After all this optimization research, we made what seemed like the obvious next move: try a cheaper model. Kimi K2.5 by Moonshot AI looked great on paper — mid-tier pricing, ranks #15 overall on Canary Arena [11], and independent reviewers praised its coding abilities [1][8].

We tried it as our primary model. Within one session, it hallucinated — confidently generating nonsensical output about "warping" a website that didn't exist. Not a subtle degradation. A hard failure.

The lesson: benchmarks don't measure production reliability. A model that's 90% as capable but hallucinates 5% of the time is worse than one that costs more but works every time. For agent work — where outputs chain into actions that chain into more actions — one hallucination cascades into wasted time and broken state.

Our updated strategy: Stick with frontier models from providers with proven track records (Anthropic, OpenAI, Google). Control cost through subscriptions and model tiering, not by swapping to cheaper alternatives. OpenRouter is still valuable for unique capabilities (extreme context windows, specific fine-tunes), but not as a cost-cutting default.

For current model rankings, check Canary Arena [11] or Artificial Analysis. For pricing, check your provider directly [2][3][4].

The Bottom Line

After a week of running a 24/7 AI agent and hitting our usage cap hard, here's what actually matters:

Context size is the real cost driver. Not model selection. Every turn sends the full conversation history plus the system prompt. Keeping your workspace files slim and using memory/ for reference material has more impact than any model swap.
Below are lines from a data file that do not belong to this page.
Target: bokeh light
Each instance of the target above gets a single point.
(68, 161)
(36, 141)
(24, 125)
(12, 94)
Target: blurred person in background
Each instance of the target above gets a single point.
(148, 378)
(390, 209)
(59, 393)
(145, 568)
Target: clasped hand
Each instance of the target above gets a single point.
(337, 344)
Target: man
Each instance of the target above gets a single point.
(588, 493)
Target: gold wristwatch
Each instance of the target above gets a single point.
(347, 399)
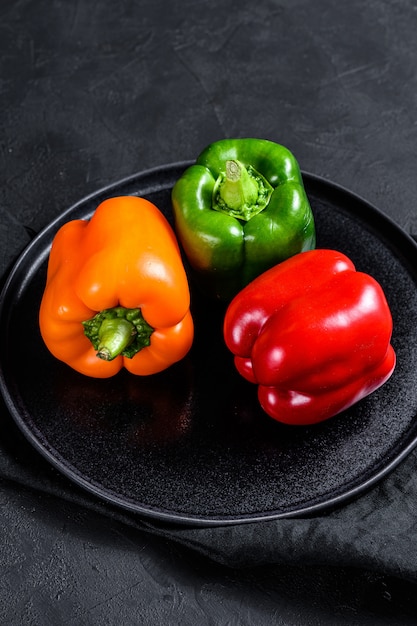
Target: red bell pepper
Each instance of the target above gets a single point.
(314, 334)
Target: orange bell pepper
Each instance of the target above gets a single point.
(116, 293)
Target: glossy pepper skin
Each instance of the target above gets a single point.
(117, 293)
(240, 209)
(314, 334)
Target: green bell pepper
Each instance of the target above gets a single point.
(240, 209)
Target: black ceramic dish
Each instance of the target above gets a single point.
(191, 445)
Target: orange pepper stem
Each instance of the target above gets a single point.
(118, 331)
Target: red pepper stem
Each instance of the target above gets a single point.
(118, 331)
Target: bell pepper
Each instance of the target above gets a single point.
(314, 335)
(240, 209)
(116, 292)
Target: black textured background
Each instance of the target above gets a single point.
(93, 92)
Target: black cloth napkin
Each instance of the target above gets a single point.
(377, 531)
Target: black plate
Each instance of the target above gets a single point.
(191, 445)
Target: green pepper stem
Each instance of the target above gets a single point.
(238, 188)
(118, 331)
(115, 336)
(241, 191)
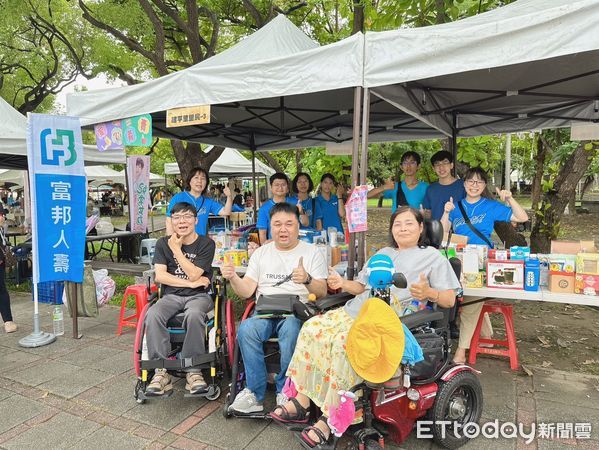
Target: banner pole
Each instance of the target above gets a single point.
(38, 338)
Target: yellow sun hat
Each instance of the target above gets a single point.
(375, 342)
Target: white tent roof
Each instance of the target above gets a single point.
(531, 64)
(230, 163)
(13, 144)
(275, 89)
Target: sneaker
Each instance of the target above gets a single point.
(160, 384)
(195, 382)
(281, 399)
(246, 403)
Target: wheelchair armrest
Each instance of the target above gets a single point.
(421, 317)
(332, 301)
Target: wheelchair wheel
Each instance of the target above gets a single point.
(459, 400)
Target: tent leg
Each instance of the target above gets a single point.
(351, 257)
(364, 167)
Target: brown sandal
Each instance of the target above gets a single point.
(301, 414)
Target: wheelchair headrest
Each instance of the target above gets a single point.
(433, 231)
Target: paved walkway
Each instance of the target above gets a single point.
(79, 394)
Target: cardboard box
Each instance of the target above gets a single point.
(505, 274)
(473, 280)
(572, 247)
(587, 263)
(586, 284)
(562, 263)
(455, 239)
(561, 282)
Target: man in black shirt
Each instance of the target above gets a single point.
(183, 264)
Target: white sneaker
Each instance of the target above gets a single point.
(246, 403)
(281, 399)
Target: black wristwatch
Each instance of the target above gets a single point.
(308, 280)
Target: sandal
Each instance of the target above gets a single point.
(323, 443)
(301, 414)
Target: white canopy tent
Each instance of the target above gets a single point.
(13, 144)
(531, 64)
(231, 163)
(275, 89)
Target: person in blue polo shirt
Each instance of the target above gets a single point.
(197, 185)
(410, 191)
(279, 185)
(448, 186)
(329, 205)
(302, 186)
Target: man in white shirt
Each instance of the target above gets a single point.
(285, 265)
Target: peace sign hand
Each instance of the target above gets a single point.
(299, 274)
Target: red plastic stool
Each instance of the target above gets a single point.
(140, 292)
(512, 352)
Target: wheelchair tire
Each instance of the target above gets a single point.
(226, 413)
(460, 399)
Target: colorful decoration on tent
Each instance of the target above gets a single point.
(109, 136)
(137, 131)
(356, 210)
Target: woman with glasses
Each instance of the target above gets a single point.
(477, 221)
(410, 192)
(197, 184)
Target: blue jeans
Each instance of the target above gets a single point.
(252, 334)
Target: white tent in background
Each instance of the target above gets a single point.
(13, 144)
(231, 163)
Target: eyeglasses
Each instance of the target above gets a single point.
(185, 217)
(475, 182)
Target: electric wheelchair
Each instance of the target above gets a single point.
(215, 362)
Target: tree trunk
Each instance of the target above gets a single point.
(537, 180)
(298, 161)
(549, 215)
(191, 155)
(272, 162)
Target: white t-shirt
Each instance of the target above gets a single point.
(268, 265)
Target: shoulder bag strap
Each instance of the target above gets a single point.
(472, 227)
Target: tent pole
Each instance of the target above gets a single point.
(364, 167)
(354, 180)
(508, 161)
(453, 143)
(255, 192)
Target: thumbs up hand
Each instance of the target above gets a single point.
(504, 195)
(299, 274)
(421, 289)
(449, 206)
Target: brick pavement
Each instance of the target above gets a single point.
(79, 394)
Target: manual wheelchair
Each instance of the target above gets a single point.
(215, 361)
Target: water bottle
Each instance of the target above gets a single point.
(58, 321)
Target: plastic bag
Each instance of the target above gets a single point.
(105, 286)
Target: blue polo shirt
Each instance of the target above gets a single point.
(204, 205)
(415, 197)
(329, 212)
(263, 222)
(438, 194)
(483, 214)
(312, 208)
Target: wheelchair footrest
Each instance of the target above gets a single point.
(141, 395)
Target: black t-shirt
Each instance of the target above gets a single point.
(200, 253)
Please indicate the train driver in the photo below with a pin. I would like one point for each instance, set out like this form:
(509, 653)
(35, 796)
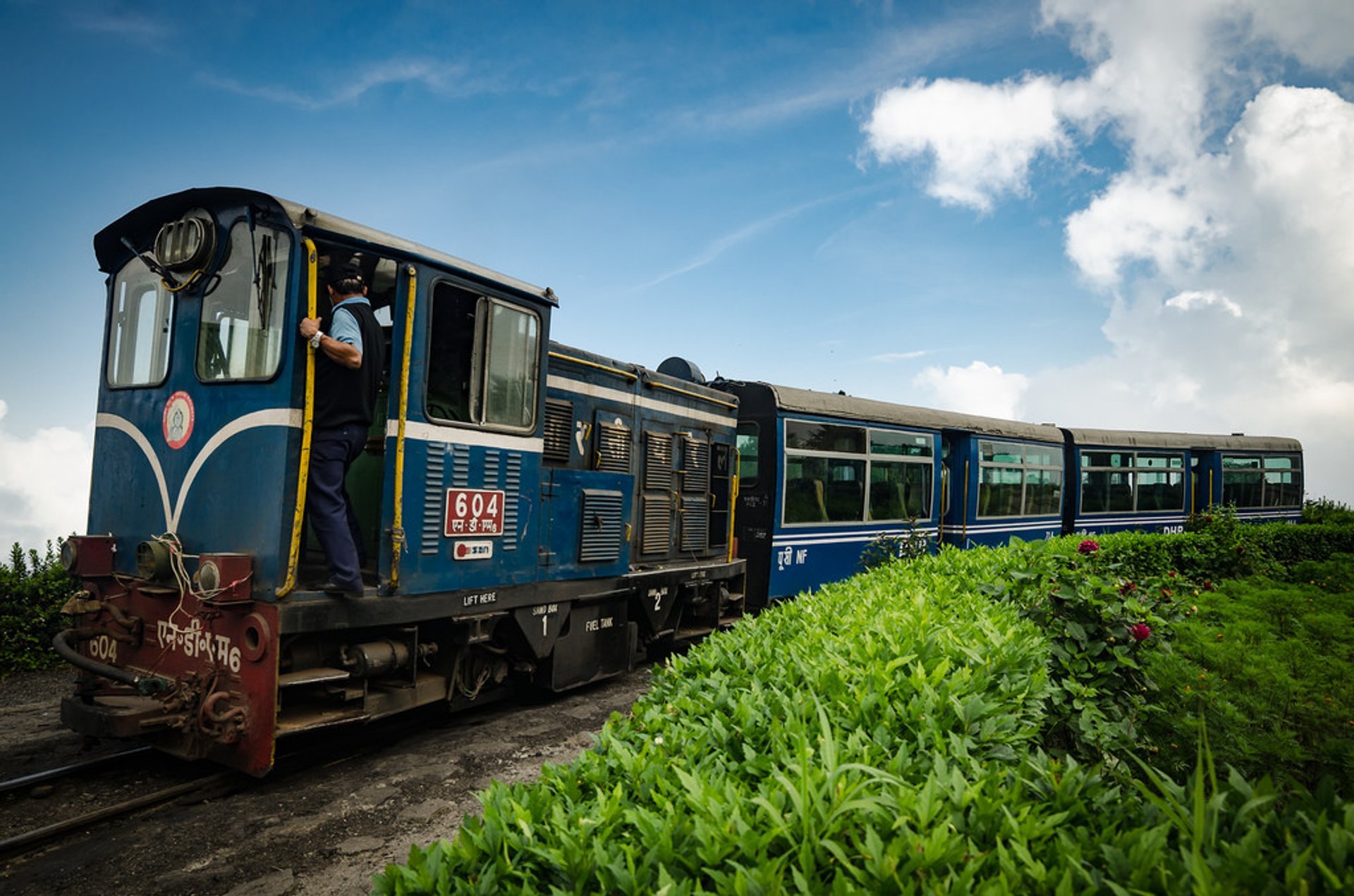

Match the model to the task, not the other way around. Opus for main conversation. Sonnet for active heartbeats that do real work. Codex Mini for sub-agents (subscription-included). Haiku for simple cron jobs. Use /context list to see what you're paying for.

Don't cheap out on reliability. Frontier models earn their cost. Cheaper alternatives may benchmark well but hallucinate in production. For agents, reliability matters more than per-token price.

Understand how OpenClaw works. Compaction, pruning, memory search — these exist to help you. Slim workspace files, move detail to memory/, let compaction and pruning handle context growth, and set model overrides for heartbeats and sub-agents.

The biggest optimization isn't a config change. It's understanding that every token in your workspace files gets sent on every turn, and every turn of conversation history compounds the cost. Once you see that, the rest follows naturally.